I picked up Let My People Go Surfing to get an idea of the man behind Patagonia. I enjoyed the opening stories about how he ended up making climbing equipment and selling it in a low volume business before setting up a company. I thought it very sad that he got out of making climbing equipment (after pioneering non-destructive climbing tools) because he was getting sued by people who were not using the equipment properly or using it for purposes that were unintended. The pivot into full time clothing manufacturing seems wrong to me, though obviously from a business point of view it absolutely makes sense --- there will always be more people wearing Patagonia down jacket to go to the mall than people wearing the same jacket while backcountry camping --- Chouinard admits as much.

I loved the philosophy Chouinard espouses --- in many ways Patagonia is the anti-Apple. While Apple would build computers with soldered RAM, glued-in batteries, and work as hard as possible to make its computers and phones non-repairable, Patagonia would encourage its customers not to buy new jackets but to repair it and hang on to it for longer. I love it. In fact, Chouinard goes out of his way to indict manufacturers who void warranties on products where customers dare to attempt repair. Of course, given the difference between the market caps of Apple and Patagonia Chouinard is probably tilting at windmills, but the environmentalist in me appreciates his attempt.

Much of the book covers the approach to clothing and how Patagonia operates. After reading this book I now understand why the Patagonia Messenger Bag is so awful. It's quite clear that Chouinard doesn't ride a bike seriously, nor does he employ someone who rides a lot. As a result there are all sorts of decisions (such as the bag not just being water-leaky, but designed in such a way that rain is directed into the laptop compartment!) that Patagonia probably would never do on their mountaineering or backpacking equipment. (Not having ever owned a Patagonia waterproof piece of clothing, I'm can't say that in confidence --- it may be that Patagonia waterproof jackets are just as leaky as their bicycle messenger bags)

The rest of the book is pretty good, with interesting material on organic farming methods and how much that can help as far as carbon sequestration is concerned. Chouinard is indeed quite pessimistic about how the human race will handle the climate crisis, but that's not news to you --- I'm pessimistic as well:

The difficulty of convincing people to act is evident from walking through Patagonia’s own parking lots and offices. SUVs are studded all over the lot, and people are wearing jeans and shirts made from nonsustainable fibers grown with toxic chemicals. Even here, where everyone knows how bad all this stuff is, environmental values are a hard sell. One hopes that the kids coming out of our child-care center will do better. (kindle loc 3249)

I loved the section of the book about how he dealt with the protestors who were picketing Patagonia for donating to planned parenthood:

 Despite receiving thousands of letters from people saying they would never again buy our products, we coordinated a unified response from all the targeted companies—every one much larger than Patagonia.

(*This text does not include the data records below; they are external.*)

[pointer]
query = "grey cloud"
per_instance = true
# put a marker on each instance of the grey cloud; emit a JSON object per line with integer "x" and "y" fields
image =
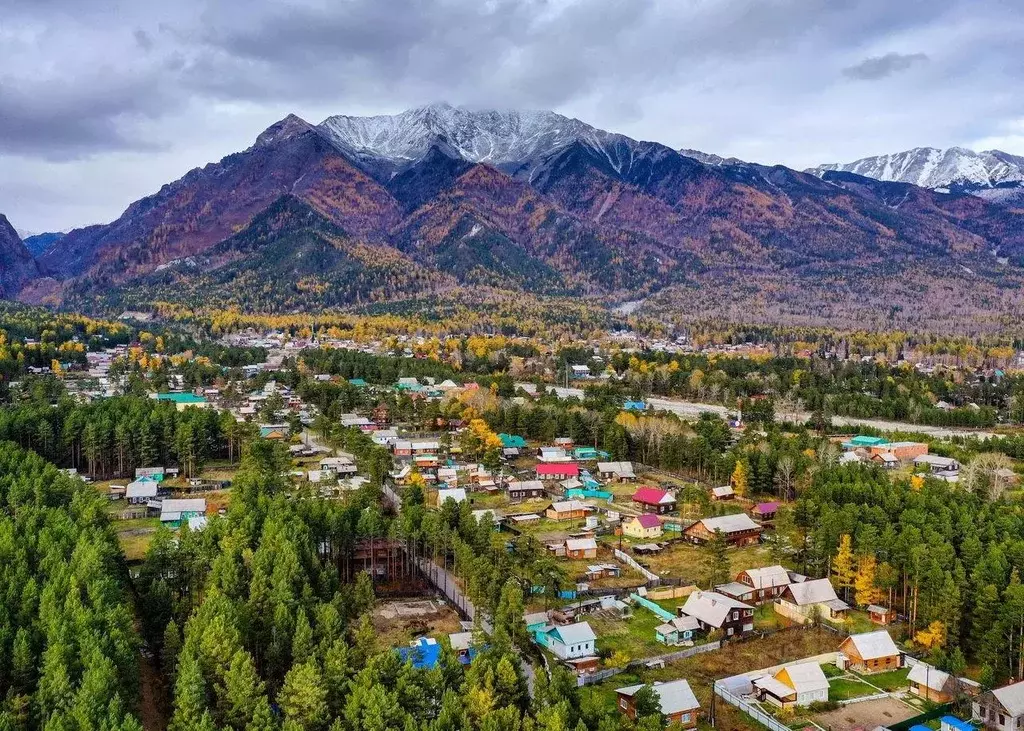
{"x": 175, "y": 85}
{"x": 877, "y": 68}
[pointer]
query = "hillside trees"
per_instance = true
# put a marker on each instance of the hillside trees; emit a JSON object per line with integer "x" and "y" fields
{"x": 68, "y": 647}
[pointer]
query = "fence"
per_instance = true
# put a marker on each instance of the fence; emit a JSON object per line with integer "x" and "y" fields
{"x": 630, "y": 561}
{"x": 671, "y": 593}
{"x": 751, "y": 710}
{"x": 592, "y": 678}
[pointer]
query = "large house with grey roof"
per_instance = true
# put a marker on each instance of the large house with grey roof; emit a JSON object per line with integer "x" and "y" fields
{"x": 1000, "y": 708}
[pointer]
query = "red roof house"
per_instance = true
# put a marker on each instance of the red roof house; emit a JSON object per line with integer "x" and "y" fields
{"x": 557, "y": 470}
{"x": 651, "y": 500}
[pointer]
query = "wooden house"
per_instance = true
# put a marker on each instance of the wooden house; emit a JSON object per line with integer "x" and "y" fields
{"x": 679, "y": 705}
{"x": 738, "y": 529}
{"x": 652, "y": 500}
{"x": 871, "y": 652}
{"x": 566, "y": 510}
{"x": 931, "y": 683}
{"x": 526, "y": 489}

When we were threatened by the CAC with groups picketing our stores, we relied on a strategy called Pledge-a-Picket. We said that we would reward every picketer who showed up at one of our stores by donating ten dollars to Planned Parenthood in his or her name. They chose to stay away, and the boycott collapsed. We were described in the New York Times as “courageous,” and we then received thousands of letters from Planned Parenthood supporters. (kindle loc 3389)

Clearly unlike many businessmen who claim to be principled environmentalists Mr. Chouinard clearly can walk the walk as well as talking the talk. I learned a surprising amount from this book, and most of it wasn't corporate propaganda or self-congratulatory entrepreneur memoir-speak. It's worth reading!